There are many things and these a just a selection of what I felt where interesting (please see NHS for the others,)

A weak but statistically significant association was detected between one of the three genetic variants for the corticotrophin-releasing hormone receptor type 1 (CRH-R1) gene and postnatal EPDS scores. This suggests that this variant may be specific to postnatal depression only.

I.e. this factor is expected to only be seen in people with a high risk of PNG

There was a significant increase in the likelihood of being at risk for developing PND among women with two of the assessed genetic variants, with odds ratios (OR) ranging from 2.2 (95% confidence interval [CI] 1.2 to 6.9) to 4.9 (95% CI 2.0 to 12.0).

Odds ratios are one of several ways to summarise the association between an exposure and an outcome ie having the genetic variants and the risk of them getting PNG. So in this case with a confidence of 95% the women with two of the assessed genetic variants of the glucocorticoid receptor are between 2.2 and 4.9 times more likely to suffer PNG

Among women with specific variations on both the GR and the CRH-R1 genes, there was an even higher increase in the likelihood of being considered at risk for postnatal depression (OR 5.48, 95% CI 2.13 to 14.10), which researchers feel suggests that each variant contributes to PND risk independently.

In the other conclusions it was stated that the CRH-R1 receptor variants showed no significant increase in risk. So they concluded that as the risk was greater with both they have to work independently rather than in combination as these were not significant on their own.

However as the researchers did point drawing too many conclusions from their data, on its own, may be unwise and further research is required. 

First and foremost, for me at least is to consider a couple of the issues they brought up over diagnosis of PNG within the sample and the questionnaire completion rate which was 70%.
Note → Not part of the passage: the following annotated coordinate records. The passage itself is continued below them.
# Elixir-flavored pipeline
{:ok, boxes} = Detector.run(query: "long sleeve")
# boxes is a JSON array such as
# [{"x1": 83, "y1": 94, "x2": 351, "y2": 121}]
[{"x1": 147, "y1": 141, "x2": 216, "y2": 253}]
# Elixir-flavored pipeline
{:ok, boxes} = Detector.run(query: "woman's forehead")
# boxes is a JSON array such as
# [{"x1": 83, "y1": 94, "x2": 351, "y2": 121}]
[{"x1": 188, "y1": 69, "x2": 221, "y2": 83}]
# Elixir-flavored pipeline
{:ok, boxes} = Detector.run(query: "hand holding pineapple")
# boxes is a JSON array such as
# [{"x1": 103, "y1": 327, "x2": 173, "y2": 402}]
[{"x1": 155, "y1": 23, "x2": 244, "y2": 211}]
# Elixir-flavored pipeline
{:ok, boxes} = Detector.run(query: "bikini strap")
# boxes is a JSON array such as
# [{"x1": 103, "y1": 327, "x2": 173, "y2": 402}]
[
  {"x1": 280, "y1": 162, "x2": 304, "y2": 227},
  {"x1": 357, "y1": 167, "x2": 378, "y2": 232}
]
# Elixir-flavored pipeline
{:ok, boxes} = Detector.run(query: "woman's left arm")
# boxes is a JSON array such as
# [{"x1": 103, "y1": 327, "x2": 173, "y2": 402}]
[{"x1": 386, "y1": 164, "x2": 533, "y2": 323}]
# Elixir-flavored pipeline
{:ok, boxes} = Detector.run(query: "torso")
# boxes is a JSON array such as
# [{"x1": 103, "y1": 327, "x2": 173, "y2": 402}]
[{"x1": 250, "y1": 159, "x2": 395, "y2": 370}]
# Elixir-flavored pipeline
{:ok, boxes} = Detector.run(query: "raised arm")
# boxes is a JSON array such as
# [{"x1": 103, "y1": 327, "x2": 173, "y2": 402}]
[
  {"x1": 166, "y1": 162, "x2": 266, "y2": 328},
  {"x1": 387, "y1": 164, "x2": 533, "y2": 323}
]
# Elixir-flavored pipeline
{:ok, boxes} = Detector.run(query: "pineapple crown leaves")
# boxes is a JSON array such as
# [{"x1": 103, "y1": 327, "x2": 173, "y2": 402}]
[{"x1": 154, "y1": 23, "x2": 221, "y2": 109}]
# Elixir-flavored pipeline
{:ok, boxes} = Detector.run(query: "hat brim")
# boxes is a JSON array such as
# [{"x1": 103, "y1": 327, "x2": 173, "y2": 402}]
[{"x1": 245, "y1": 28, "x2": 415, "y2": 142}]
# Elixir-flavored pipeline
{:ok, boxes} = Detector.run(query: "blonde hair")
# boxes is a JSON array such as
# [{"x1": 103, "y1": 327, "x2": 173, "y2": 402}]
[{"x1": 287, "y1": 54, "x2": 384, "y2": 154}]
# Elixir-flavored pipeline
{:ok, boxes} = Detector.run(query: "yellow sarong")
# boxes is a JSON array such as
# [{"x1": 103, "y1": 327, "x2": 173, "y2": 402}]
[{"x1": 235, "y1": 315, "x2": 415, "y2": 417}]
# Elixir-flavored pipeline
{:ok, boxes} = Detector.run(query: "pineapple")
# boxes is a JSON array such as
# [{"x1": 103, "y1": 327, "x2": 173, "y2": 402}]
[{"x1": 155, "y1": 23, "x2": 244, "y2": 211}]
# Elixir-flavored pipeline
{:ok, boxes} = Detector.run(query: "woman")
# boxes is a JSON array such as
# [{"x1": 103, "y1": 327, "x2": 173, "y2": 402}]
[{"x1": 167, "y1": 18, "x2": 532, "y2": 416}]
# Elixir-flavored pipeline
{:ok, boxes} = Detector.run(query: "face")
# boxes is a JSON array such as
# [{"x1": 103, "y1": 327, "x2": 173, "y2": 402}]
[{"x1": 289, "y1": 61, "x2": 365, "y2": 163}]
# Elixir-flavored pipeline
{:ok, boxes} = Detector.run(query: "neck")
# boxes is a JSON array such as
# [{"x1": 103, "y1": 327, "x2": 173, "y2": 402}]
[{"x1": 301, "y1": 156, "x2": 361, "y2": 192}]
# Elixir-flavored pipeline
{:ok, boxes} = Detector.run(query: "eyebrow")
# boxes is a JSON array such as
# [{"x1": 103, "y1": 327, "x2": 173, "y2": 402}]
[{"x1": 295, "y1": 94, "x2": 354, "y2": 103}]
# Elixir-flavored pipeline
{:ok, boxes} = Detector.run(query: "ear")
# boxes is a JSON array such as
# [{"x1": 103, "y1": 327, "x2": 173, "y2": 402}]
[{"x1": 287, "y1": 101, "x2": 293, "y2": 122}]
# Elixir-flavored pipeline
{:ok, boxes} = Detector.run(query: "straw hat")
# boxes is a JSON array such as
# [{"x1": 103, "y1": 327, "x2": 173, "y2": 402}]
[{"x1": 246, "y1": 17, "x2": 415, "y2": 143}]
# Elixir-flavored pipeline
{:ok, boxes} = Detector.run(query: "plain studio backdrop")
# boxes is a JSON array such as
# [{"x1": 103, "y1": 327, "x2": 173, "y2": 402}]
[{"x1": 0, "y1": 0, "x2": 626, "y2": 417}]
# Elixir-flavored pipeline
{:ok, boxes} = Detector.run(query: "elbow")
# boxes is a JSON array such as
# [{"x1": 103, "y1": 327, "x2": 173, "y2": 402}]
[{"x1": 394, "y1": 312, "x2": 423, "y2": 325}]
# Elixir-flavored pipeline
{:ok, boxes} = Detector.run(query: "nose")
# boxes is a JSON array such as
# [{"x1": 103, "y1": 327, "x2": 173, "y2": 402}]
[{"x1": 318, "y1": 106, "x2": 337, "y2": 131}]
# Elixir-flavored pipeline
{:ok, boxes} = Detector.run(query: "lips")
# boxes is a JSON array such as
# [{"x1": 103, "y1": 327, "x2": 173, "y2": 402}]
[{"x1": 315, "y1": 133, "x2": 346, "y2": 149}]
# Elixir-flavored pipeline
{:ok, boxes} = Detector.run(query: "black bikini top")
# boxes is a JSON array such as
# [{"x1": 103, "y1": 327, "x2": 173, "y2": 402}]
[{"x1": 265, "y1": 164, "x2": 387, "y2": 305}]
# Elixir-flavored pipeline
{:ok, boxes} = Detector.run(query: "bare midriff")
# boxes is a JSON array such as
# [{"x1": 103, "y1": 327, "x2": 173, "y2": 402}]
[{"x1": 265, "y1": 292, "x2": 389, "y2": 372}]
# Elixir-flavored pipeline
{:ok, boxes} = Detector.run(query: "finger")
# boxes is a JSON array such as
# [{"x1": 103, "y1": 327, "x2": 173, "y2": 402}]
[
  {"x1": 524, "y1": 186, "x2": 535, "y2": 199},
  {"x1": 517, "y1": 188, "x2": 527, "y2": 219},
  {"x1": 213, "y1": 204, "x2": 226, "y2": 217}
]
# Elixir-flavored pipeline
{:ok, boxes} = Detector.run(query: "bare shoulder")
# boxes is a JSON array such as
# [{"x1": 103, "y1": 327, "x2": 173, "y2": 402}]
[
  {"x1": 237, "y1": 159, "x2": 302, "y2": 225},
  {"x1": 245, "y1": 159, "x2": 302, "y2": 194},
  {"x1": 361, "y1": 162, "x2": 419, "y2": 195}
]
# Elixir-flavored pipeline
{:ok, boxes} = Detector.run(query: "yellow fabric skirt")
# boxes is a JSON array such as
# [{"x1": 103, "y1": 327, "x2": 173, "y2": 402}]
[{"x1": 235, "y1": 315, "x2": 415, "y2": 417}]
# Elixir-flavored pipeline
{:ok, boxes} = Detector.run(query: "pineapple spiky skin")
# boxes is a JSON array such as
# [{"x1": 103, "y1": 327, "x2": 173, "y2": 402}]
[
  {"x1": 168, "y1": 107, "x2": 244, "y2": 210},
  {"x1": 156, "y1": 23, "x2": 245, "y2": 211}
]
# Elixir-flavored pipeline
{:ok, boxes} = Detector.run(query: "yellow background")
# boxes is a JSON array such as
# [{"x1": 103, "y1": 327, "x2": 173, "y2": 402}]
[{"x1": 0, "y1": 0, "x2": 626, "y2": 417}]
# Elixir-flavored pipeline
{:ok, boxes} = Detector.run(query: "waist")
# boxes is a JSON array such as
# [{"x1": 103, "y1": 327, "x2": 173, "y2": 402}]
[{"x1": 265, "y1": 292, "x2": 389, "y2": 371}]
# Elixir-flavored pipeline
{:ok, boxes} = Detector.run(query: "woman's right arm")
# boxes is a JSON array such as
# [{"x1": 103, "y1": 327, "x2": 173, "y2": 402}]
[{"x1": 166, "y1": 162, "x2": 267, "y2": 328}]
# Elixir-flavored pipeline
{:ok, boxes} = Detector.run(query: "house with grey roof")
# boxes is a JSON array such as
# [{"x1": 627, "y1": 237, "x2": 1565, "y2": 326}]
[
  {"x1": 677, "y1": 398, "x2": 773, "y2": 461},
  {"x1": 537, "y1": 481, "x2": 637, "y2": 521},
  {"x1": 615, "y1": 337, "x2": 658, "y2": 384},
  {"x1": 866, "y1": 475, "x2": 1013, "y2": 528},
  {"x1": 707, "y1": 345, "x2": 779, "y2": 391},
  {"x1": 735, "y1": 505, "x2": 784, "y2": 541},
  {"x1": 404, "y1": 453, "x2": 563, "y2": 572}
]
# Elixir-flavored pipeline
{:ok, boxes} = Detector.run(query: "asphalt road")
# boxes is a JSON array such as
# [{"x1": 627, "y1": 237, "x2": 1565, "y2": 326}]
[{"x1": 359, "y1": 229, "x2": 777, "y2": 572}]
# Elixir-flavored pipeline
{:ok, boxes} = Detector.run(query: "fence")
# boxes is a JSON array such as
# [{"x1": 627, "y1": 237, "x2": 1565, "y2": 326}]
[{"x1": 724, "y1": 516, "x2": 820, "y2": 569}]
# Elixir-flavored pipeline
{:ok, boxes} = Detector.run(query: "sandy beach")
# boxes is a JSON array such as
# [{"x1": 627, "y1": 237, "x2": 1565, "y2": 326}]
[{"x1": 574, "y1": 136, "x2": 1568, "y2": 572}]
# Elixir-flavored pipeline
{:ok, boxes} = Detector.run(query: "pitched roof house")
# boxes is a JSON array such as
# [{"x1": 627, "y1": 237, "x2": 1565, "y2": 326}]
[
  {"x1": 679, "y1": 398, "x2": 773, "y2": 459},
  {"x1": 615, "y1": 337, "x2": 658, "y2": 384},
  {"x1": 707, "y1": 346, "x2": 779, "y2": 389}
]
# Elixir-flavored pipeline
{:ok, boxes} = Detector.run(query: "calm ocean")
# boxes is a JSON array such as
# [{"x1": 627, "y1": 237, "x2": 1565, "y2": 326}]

Firstly none of the women in this study were asked about having/suffering from PNG and it focused on risk of suffering from it when surely it would have been a good idea to follow up the research and see how many of the sample (controls as well as those with the variants) actually did/suffer from PNG.

Secondly the completion of both questionnaires was required for them to be included in the study and as the symptoms of PNG may have meant fewer of them completed the questionnaires the data may be skewed and not give an accurate picture anyway.

 

And as they themselves say

The researchers report that there were not enough participants in the study to "provide adequate power for all SNPs associations". They estimate that further research will need to involve approximately four times as many patients

Which sadly means that screening despite the report in the guardian that suggests it might be close, is in fact a long way off. 

However the findings are far from insignificant although in some ways I would wish that journalists would not report on such findings without referring to the source article a bit more than they are currently in the habit of doing as it is often extremely misleading and people are not in the habit of following up stories in search of a better understanding.